Das regionale Gehaltsgefälle in Deutschland ist für Buchhalter und Controller beträchtlich. Zu diesem Ergebnis kommt jetzt eine Untersuchung des Personaldienstleisters Robert Half und des Bundesverbands der Bilanzbuchhalter und Controller e.V. (BVBC) für das Finanz- und Rechnungswesen.
In dem "Gehaltsspiegel 2012" wurden laut der Verfasser die Gehaltsschancen in sechs Bundesländern verglichen und insgesamt 4000 Finanzfachkräfte befragt.

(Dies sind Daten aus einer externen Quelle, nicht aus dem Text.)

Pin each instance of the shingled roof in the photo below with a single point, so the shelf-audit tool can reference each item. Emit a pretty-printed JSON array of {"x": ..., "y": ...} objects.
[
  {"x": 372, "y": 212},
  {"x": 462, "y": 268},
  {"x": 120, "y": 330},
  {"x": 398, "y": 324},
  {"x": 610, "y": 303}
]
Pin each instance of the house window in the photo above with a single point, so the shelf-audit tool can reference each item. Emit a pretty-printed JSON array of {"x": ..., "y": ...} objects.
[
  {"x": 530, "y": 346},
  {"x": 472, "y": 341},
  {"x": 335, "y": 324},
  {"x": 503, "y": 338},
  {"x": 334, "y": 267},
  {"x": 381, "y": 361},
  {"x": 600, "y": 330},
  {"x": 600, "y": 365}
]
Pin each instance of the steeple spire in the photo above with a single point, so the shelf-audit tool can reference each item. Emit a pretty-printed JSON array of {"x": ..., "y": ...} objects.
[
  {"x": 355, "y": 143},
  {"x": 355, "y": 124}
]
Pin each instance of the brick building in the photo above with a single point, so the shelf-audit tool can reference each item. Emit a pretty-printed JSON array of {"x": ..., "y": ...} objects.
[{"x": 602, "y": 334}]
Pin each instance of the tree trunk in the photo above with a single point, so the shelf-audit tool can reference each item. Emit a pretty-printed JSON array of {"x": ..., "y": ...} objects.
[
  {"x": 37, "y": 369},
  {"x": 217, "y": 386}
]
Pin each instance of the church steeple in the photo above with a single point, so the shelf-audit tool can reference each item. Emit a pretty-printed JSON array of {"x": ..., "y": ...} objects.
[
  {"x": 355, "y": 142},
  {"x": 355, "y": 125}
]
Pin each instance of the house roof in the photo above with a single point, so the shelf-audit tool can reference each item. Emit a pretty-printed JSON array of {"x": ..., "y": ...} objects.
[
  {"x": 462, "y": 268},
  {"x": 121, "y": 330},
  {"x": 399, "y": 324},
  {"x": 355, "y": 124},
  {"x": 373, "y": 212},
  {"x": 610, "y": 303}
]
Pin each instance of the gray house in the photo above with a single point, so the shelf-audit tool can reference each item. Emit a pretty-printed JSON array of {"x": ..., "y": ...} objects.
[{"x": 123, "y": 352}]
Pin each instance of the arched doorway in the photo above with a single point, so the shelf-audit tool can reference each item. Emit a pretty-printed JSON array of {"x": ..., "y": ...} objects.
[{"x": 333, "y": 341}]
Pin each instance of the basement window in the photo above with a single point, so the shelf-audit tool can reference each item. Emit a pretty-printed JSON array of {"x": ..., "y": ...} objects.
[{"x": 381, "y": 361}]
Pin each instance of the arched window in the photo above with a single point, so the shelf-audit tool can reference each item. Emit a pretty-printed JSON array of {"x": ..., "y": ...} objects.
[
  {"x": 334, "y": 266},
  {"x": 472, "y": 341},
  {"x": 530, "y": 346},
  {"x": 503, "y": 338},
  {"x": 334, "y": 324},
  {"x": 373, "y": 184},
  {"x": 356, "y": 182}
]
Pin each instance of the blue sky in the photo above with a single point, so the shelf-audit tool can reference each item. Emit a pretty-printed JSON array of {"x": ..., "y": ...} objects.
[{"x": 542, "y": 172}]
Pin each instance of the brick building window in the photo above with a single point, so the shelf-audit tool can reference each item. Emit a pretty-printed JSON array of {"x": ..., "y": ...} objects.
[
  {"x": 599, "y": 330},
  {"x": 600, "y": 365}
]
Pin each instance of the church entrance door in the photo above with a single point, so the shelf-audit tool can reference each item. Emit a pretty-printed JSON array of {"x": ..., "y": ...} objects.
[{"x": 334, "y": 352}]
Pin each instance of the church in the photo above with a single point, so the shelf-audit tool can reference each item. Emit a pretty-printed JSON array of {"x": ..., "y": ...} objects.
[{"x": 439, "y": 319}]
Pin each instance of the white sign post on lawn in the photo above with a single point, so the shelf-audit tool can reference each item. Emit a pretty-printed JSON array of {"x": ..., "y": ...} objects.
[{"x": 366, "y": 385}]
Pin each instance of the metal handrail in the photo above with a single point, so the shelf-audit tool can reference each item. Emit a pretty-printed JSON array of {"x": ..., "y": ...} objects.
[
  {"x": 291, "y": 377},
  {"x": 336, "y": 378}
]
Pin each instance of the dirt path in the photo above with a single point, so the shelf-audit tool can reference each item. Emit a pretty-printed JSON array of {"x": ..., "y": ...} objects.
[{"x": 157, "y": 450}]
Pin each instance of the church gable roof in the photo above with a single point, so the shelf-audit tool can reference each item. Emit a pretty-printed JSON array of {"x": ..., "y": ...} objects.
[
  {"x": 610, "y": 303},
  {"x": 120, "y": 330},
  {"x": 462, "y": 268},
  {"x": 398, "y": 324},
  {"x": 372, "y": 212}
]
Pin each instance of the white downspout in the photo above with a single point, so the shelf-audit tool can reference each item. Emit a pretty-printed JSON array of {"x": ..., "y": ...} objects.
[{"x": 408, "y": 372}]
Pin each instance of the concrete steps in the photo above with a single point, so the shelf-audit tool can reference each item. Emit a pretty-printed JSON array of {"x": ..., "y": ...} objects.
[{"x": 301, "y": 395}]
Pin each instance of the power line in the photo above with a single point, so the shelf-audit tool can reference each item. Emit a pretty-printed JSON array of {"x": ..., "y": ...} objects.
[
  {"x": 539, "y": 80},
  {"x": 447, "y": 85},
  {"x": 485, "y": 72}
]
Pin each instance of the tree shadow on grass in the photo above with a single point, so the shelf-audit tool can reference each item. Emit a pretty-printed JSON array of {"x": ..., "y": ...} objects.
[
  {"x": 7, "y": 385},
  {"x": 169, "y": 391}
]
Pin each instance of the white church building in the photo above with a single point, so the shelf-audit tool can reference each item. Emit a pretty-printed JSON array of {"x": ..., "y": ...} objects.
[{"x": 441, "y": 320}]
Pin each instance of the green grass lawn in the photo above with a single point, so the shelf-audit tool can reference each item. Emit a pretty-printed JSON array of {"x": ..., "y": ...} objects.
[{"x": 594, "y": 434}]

Demnach rangieren die durchschnittlichen Gehälter in Baden-Württemberg an der Spitze. Experten aus der Buchhaltung verdienen dort ein jährliches Bruttogehalt von durchschnittlich 53.300 Euro, während ihre Kollegen aus dem Controlling mit 69.200 Euro rechnen können.
Auf den folgenden Gehaltsplätzen rangieren die Kollegen in Hessen und Bayern. So können Buchhalter in diesen Bundesländern ein Grundgehalt von über 50.000 Euro erreichen. In Nordrhein-Westfalen und Hamburg sind die Verdienstmöglichkeiten mit knapp unter 50.000 Euro etwas geringer.
Weit abgeschlagen in der Gehaltsskala liegt Berlin. Hier verdienen Mitarbeiter in der Buchhaltung mit 40.800 Euro insgesamt über 20 Prozent weniger als in Baden-Württemberg. Die Ursachen für diese erheblichen Unterschiede sind laut Angelika Hilgers, Geschäftsführerin BVBC, neben dem Firmenstandort auch externen Faktoren wie Lebenshaltungskosten oder Immobilienpreise.